According to the latest analysis by London lettings and estate agent Benham and Reeves, London has experienced the most significant improvement in rental affordability over the past five years, despite remaining the least affordable city for renters in England. This finding emerges from an analysis of ONS data comparing rents to income across different English regions from 2017 to 2022.
The study shows that across England, the average rent is £795 per month, and with average earnings at £3,050, renters are spending 26% of their monthly income on rent. Notably, this proportion has remained consistent since 2017, offering a glimmer of stability in rental market affordability.
In London, the percentage of income spent on rent has decreased from 50% in 2017 to 35% in 2022. This improvement is attributed to a reduction in average rent from £1,495 to £1,450, coupled with an increase in average monthly income from £2,975 to £4,155.
Other regions showing improved rental affordability include the East of England, where the income proportion required for rent dropped by 4%, and Yorkshire and the Humber, the North West, South West, and East Midlands, each seeing a 1-2% reduction.
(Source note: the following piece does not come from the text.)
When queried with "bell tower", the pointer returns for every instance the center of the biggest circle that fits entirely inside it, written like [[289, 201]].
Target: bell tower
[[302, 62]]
However, rental affordability has worsened in some areas. The West Midlands, South West, and North West experienced increases in the proportion of income needed for rent, although these areas still remain close to the national average.
Marc von Grundherr, Director of Benham and Reeves, reflects on these findings: “Rental market affordability has long been a problem for the nation’s renters and while the percentage of income required to cover the cost of renting may have fallen across a number of regions, it certainly won’t feel like the challenge of renting has become any more affordable.”
He adds, “Yes, an increase in earnings may have helped to an extent, but many have not benefited from this increase. Furthermore, with the cost of renting climbing in almost every region and the Government’s policies deterring landlords, the pressure on tenant finances is increasing. This reduction in available rental stock is driving up renting costs, a trend that shows no sign of easing.”